Fabrice, mon premier contact est dans Paroles de flics, et je ne l'ai pas perdu de vue. Et à cette époque, je ne le sais pas encore. Je suis en train de terminer avec mon confrère Antoine Dreyfus un premier livre intitulé "La France qui gronde", paru début 2017 chez Flammarion. Un road trip à travers le pays pour raconter la France juste avant la présidentielle et les législatives. Et qui va s’ouvrir sur un chapitre parlant de la police, au travers de « police-secours ». En fait, on est là dans les prémices de « Paroles de flics », mais je ne le sais pas encore.
C’est aussi à cette période, fin 2016, qu’éclate le mouvement des policiers en colère, que je vais suivre de près. Ça non plus je ne le sais pas encore, mais le récit de ces manifestations sauvages, en uniforme, en civil avec les brassards, parfois avec les véhicules sérigraphiés, et ses suites, ce sera aussi un chapitre de « Paroles de flics ».
Ce qui m’interpelle d’ailleurs, c’est la jeunesse des policiers présents dans ces défilés nocturnes. On sent une coupure générationnelle dans le monde de la police, avec des flics de plus en plus connectés sur les réseaux sociaux, qui veulent comprendre les ordres qu’ils reçoivent, qui cherchent un sens, qui contestent en dehors des organisations traditionnelles. A l’image de l’évolution de la société.
Début 2017, l’affaire Théo. Manifs, incidents et émeutes dans certaines banlieues. Et un soir de février à Bobigny, je retrouve des confrères sur un appel à manifester, lancé sur les réseaux sociaux. Sortie de métro, gare centrale de bus. Des groupes commencent à se rassembler. Il y a des CRS, des Gendarmes mobiles, des Compagnies d’intervention, des BAC en civil. Et très vite ça dégénère avec des jets de cailloux et de canettes auxquels répondent les premiers tris de grenades lacrymogènes.

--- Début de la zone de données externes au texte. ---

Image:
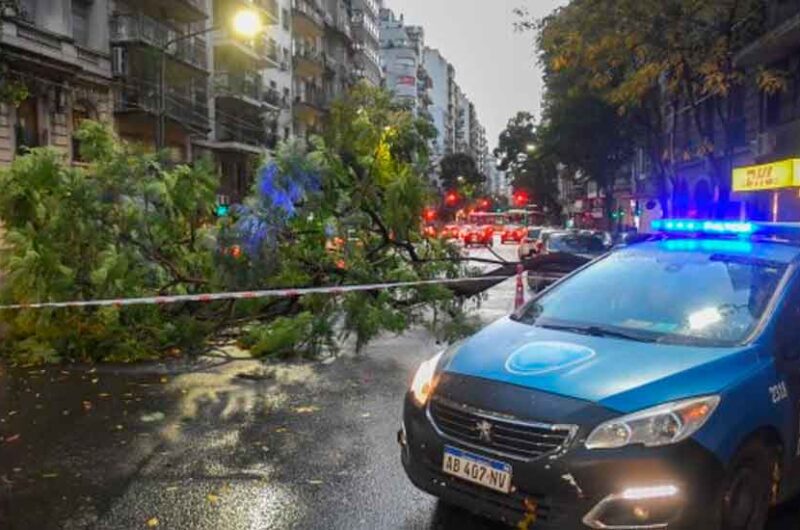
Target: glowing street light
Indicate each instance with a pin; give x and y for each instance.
(247, 23)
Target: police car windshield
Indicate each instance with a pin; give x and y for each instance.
(666, 297)
(576, 243)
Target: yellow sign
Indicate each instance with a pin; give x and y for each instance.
(783, 174)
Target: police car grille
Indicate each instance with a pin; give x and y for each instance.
(506, 436)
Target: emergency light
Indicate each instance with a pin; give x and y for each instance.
(741, 229)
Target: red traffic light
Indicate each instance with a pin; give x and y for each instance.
(521, 198)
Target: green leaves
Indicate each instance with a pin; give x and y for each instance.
(120, 226)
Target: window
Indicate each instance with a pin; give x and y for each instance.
(737, 132)
(80, 22)
(81, 112)
(27, 126)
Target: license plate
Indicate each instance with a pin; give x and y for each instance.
(492, 474)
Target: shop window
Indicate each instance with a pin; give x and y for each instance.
(81, 112)
(27, 127)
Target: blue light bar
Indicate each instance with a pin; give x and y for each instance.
(692, 226)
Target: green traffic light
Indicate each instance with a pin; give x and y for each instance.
(222, 210)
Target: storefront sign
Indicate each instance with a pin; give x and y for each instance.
(783, 174)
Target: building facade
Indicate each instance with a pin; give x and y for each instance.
(442, 84)
(402, 56)
(365, 20)
(48, 48)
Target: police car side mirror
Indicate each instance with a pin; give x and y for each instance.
(787, 341)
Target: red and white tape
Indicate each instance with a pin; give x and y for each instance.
(245, 295)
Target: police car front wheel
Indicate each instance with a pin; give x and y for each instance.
(747, 489)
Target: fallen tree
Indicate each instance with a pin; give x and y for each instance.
(343, 210)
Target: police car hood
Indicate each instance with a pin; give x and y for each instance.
(620, 374)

Parmi les policiers présents et qu’on est plusieurs à suivre, je sens une tension. Ce n’est pas Paris et ses rues qu’on peut bloquer. Tout ici est mouvement, jeu du chat et de la souris, labyrinthe d’immeubles avec des jeunes, parfois des gamins chauffés à bloc, très excités, qui courent en groupe un peu partout lorsqu’on s’approche des cités. Et des flics casqués dont les plus aguerris passent consigne, à haute voix, de ne pas marcher trop près des murs et de surveiller « ce qui peut venir d’en haut ». Dans ce moment, ce n’est pas tant de courir après les incidents qui m’intéresse. C’est par exemple cette différence de comportement que je remarque sous l’uniforme entre les plus vieux, les plus chevronnés, presque blasés, plein de sang-froid, qui commandent et « tiennent » les plus jeunes sous les mêmes casques, plus jeunes dont je perçois la colère dans les yeux et dans les mâchoires qui se contractent au passage en trombe de cette voiture, vitres ouvertes, basses à fond, avec ce doigt d’honneur tendu par la portière avant, ponctué d’insultes.

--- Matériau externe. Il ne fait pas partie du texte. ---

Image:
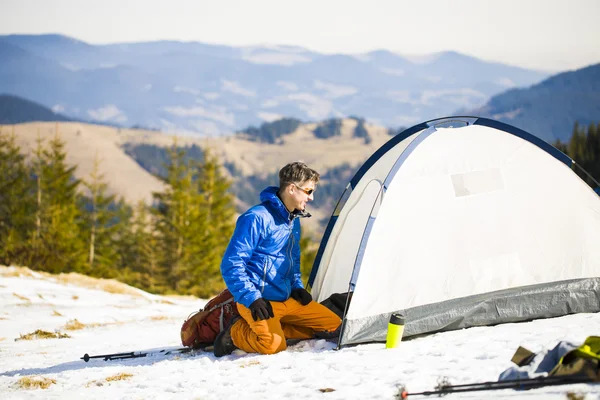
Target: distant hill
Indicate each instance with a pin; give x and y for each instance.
(550, 109)
(15, 110)
(202, 89)
(130, 158)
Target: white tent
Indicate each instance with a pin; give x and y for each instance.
(461, 222)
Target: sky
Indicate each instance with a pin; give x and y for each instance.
(137, 321)
(550, 35)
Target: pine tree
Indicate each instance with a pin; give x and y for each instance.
(99, 224)
(179, 222)
(218, 212)
(139, 255)
(16, 202)
(56, 245)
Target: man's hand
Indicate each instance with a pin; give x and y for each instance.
(261, 309)
(302, 296)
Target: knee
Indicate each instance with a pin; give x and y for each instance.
(274, 348)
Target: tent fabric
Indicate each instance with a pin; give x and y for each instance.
(448, 213)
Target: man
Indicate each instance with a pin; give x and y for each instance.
(261, 268)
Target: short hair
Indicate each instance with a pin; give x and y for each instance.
(297, 172)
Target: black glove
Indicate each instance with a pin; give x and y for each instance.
(302, 296)
(261, 309)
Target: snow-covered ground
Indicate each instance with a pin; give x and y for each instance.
(135, 320)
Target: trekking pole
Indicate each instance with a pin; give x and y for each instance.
(499, 385)
(135, 354)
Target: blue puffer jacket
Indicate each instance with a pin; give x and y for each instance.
(263, 255)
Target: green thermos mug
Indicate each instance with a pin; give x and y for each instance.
(395, 331)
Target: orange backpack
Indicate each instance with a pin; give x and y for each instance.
(202, 327)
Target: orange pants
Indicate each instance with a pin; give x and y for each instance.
(292, 320)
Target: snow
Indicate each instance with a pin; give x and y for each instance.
(138, 321)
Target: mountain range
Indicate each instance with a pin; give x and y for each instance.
(550, 109)
(202, 89)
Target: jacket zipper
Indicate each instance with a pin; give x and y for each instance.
(290, 251)
(262, 288)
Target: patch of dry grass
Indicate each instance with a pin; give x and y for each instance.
(73, 325)
(40, 334)
(119, 377)
(18, 296)
(250, 363)
(15, 272)
(35, 382)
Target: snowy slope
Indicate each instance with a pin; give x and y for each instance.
(134, 320)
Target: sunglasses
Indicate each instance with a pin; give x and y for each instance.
(307, 191)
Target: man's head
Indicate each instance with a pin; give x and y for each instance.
(297, 182)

J’ai fait plein de photos avec mon portable ce soir-là. Nuit tombante, brouillard de lacrymos sous la lumière orangée d’un des seuls lampadaires encore allumé. Une partie de l’éclairage public a sauté, ou a été coupé. Des ombres qui courent entre les immeubles. Un policier de dos, casqué, qui observe un groupe de loin. Des hélicos qui tournent. Le retour sur Paris est un peu épique. Ambiance de couvre-feu. Tous les transports en commun ont été interrompus dans le quartier, le métro est fermé et la ligne 5 bloqué jusqu’à Eglise de Pantin. Pas un bus, pas un tram ne roule dans le coin. Cinq kilomètres à pieds pour rejoindre la porte de Paris. Un chauffeur de taxi pas en service me prend à son bord. Il va de toute façon à la station de la porte de Pantin pour commencer sa nuit et m’y emmène gratuitement.

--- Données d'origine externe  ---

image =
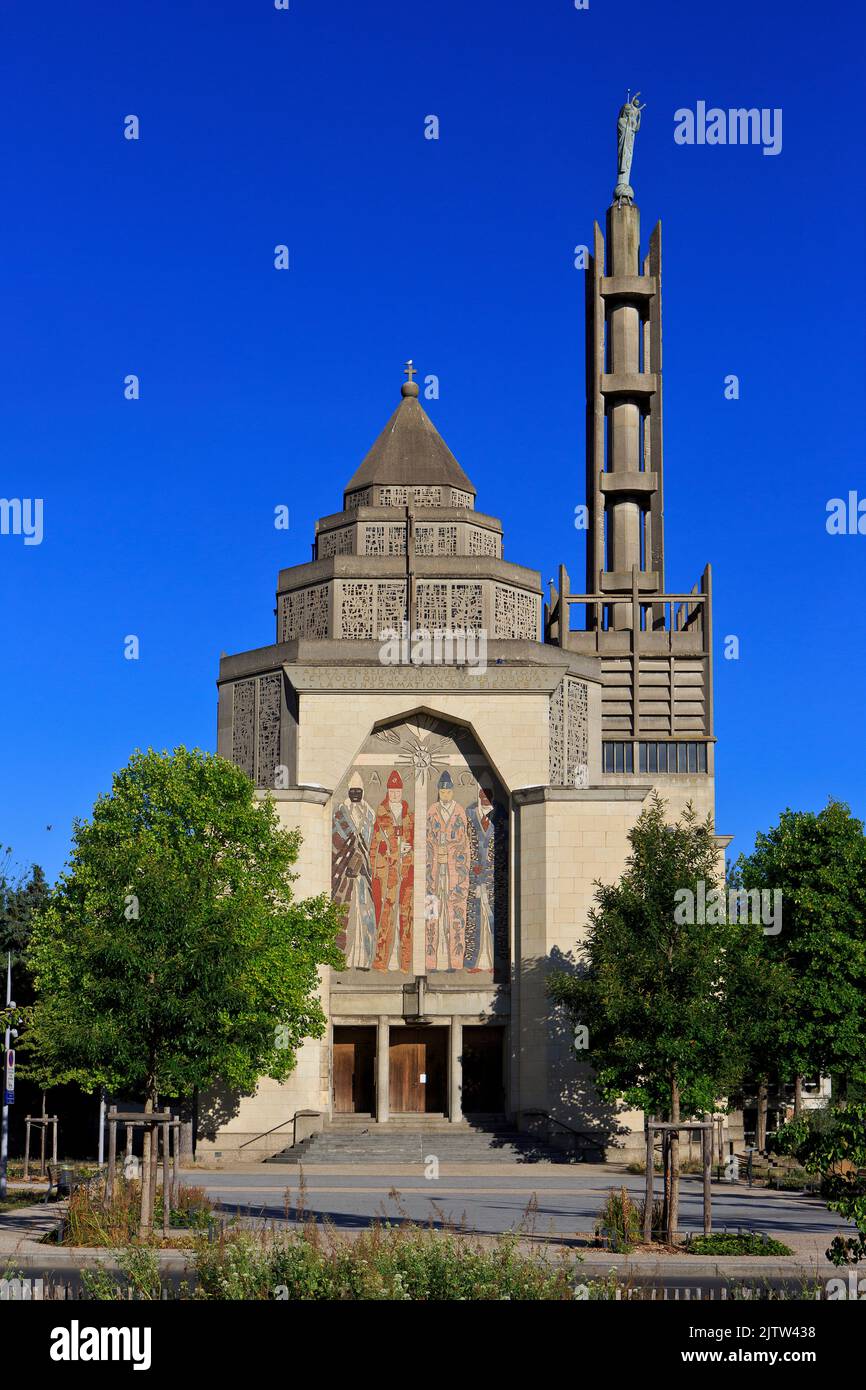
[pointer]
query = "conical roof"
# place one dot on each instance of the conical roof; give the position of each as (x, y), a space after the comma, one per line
(410, 451)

J’envoie des sms avec les photos à celle que je connais depuis 20 ans, qui suit mon boulot, et qui va devenir mon éditrice chez Fayard, Isabelle Saporta. Mais ça non plus je ne le sais pas encore. 22h30 Porte de Pantin sous une fine pluie, elle m’appelle. « Tu voudrais pas nous faire un grand livre sur la police d’aujourd’hui, un truc humain, sur les hommes et les femmes derrière l’uniforme? Y’a que toi qui peut faire ça ».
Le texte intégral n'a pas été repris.